In the ROI analysis, left IPL also showed cross-animacy + modality generalization, which is consistent with previous claims that parts of IPL may contain conceptual representations. For instance, previous studies revealed representations of actions in IPL that generalize across specific instances of observed actions, viewpoints, and visual and motor modalities26,27,42,43. Notably, a recent study by Wurm & Caramazza35 found generalization across observed videos and sentences only in left LOTC, but not in IPL. This discrepancy between Wurm & Caramazza35 and the current study might be attributed to the kinds of actions that were tested (i.e., hand actions that were defined by manner of movement vs. body actions or object events that were defined by path of motion, respectively). Overall, more work is needed to address the differential roles of LOTC and IPL in encoding event information within and across stimulus formats.

Discussion

Using multivariate pattern analysis techniques, we show that overlapping brain regions in posterior temporal and frontoparietal cortices encode information about observed actions and object events in a similar way. Using cross-decoding, we also provide robust evidence for a neural representation of observed events that is invariant to animacy. Subregions in lateral occipitotemporal cortex represent events by generalizing across both animacy (i.e., humans and objects) and stimulus modality (i.e., visual and verbal stimuli). Yet, right posterior superior/middle temporal sulcus and temporoparietal junction as well as bilateral parietal lobes are particularly sensitive to information about observed human actions compared to object events. Overall, while conceptual event representations converged in left posterior temporal cortex, encoding of human-specific event information was primarily right-lateralized.

Premotor cortex and inferior parietal lobe have long been associated with encoding of action knowledge, particularly in relation to their motor functions44,45,46. However, in the current study, object events devoid of sensorimotor features of bodily actions were decoded as robustly as actions in both premotor cortex and IPL. Furthermore, both regions could represent event information by generalizing across humans and inanimate objects. What might be the driving force behind this general event representation in frontoparietal cortices? Previous work showed that frontoparietal regions are engaged in tasks that require physical inference47,48 and predicting future steps of an event49. Based on the impairment patterns of apraxia patients who struggle with object use, it has also been proposed that the IPL is implicated in representing spatial relations between objects and mechanical reasoning50. Premotor cortex and IPL have also been linked to visual perception of causal interactions between objects51,52. Combined with our finding of a common neural representation for actions and object events in frontoparietal cortices, we think that these regions might be more properly construed as representing the physics and kinematics of events even if they lack any motor-relevant properties.

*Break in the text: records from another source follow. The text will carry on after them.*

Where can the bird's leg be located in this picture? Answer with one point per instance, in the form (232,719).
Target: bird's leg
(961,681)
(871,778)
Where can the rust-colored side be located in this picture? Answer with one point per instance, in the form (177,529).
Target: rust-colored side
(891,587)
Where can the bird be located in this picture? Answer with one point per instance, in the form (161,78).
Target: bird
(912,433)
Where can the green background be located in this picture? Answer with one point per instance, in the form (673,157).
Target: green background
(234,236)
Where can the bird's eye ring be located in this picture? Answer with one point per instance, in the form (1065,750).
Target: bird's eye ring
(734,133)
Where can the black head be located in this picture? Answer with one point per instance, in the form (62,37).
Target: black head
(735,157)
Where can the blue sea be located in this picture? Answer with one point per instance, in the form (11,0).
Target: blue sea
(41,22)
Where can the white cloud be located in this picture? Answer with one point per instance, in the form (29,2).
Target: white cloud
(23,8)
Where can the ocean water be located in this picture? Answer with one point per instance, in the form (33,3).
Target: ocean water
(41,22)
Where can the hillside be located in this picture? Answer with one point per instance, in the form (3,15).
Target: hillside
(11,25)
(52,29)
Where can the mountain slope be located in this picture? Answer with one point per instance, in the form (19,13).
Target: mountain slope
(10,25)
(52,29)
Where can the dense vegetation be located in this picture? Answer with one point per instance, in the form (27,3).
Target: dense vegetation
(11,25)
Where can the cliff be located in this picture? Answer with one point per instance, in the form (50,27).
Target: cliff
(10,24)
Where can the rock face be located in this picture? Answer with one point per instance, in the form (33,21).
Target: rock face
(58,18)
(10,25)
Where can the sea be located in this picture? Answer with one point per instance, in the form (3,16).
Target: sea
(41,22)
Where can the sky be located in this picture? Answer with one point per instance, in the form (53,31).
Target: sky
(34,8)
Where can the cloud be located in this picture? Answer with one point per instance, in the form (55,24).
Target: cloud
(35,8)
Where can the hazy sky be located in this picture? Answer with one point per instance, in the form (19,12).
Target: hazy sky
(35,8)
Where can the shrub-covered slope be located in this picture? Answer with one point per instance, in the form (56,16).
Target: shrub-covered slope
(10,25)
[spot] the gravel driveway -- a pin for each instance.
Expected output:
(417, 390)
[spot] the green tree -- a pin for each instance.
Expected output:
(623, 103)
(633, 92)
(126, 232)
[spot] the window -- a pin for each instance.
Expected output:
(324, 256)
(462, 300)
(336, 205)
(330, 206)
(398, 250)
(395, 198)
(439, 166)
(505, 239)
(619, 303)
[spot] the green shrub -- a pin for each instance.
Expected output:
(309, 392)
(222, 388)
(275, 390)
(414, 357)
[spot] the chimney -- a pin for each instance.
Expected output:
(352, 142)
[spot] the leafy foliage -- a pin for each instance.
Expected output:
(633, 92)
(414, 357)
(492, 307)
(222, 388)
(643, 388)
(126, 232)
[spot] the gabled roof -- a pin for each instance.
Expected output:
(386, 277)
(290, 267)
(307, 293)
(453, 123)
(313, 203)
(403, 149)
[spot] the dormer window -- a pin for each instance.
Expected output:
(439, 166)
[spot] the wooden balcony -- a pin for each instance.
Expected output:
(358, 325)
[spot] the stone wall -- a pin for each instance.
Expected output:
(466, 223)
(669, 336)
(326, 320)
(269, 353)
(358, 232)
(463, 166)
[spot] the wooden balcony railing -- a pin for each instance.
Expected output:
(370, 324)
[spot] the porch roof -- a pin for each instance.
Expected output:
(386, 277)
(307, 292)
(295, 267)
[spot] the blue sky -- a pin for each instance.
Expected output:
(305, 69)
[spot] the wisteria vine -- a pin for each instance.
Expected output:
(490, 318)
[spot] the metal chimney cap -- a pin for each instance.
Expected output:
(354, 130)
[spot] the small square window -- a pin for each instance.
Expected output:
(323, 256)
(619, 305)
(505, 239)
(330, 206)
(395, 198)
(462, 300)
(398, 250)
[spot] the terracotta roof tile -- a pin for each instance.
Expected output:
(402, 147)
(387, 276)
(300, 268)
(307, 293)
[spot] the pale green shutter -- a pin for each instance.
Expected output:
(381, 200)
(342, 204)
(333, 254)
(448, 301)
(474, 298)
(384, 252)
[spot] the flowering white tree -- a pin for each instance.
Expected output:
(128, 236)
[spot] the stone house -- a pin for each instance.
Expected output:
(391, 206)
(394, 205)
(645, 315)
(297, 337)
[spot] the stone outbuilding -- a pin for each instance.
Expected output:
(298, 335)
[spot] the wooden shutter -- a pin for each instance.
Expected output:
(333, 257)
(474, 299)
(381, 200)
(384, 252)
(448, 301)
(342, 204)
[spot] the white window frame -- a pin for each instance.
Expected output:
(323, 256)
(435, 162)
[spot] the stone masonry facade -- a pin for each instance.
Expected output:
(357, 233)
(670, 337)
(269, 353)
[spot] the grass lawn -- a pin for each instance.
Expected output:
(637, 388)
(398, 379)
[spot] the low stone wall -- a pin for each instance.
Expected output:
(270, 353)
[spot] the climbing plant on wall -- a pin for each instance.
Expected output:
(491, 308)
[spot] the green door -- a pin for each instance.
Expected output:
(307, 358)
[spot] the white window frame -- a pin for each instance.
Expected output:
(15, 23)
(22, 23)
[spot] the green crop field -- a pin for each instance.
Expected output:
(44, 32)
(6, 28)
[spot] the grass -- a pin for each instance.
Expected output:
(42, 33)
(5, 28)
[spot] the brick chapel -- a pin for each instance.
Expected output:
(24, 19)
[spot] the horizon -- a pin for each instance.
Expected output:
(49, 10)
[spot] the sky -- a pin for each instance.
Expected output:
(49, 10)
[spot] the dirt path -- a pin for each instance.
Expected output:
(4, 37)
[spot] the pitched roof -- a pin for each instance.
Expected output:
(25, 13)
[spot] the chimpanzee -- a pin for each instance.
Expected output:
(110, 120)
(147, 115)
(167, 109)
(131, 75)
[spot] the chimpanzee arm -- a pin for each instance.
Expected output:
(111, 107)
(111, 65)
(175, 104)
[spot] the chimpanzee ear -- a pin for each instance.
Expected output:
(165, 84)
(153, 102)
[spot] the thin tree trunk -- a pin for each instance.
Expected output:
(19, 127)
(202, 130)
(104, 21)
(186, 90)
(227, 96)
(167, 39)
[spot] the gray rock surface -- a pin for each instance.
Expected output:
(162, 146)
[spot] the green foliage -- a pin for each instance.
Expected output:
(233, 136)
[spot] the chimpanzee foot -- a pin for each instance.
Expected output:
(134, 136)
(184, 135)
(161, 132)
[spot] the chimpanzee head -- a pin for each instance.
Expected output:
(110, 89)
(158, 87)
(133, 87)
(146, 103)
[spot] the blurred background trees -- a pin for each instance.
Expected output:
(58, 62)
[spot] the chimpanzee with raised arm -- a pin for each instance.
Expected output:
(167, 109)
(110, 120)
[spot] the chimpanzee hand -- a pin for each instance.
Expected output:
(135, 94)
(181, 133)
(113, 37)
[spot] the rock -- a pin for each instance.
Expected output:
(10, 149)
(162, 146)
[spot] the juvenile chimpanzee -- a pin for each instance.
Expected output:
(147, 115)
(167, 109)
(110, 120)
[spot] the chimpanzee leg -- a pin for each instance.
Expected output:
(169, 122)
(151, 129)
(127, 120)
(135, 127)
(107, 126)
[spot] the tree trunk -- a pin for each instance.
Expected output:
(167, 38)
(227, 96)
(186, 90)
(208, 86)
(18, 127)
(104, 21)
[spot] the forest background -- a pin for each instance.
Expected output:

There has been growing evidence for encoding of higher-level action knowledge in LOTC (see refs. 11,53 for reviews). For instance, this region encodes information about actions by generalizing across their concrete instantiations (i.e., opening a box and opening a bottle are encoded similarly)42 or stimulus modalities (e.g., visual and verbal stimuli)35. Our findings expand this previous work by identifying a neural representation of events in the LOTC that is invariant to both animacy of the entities that are involved and stimulus modality. This functional profile of LOTC points to the possible role of this region in encoding higher-level semantic information about events. For instance, both actions and object events can be described through event primitives that are invariant to the animacy of the entities that are involved (e.g., make contact with, cause)54,55,56. Lateral occipitotemporal cortex seems to encode events at a sufficiently abstract level that can capture such semantic relations between agents, objects, and their environment.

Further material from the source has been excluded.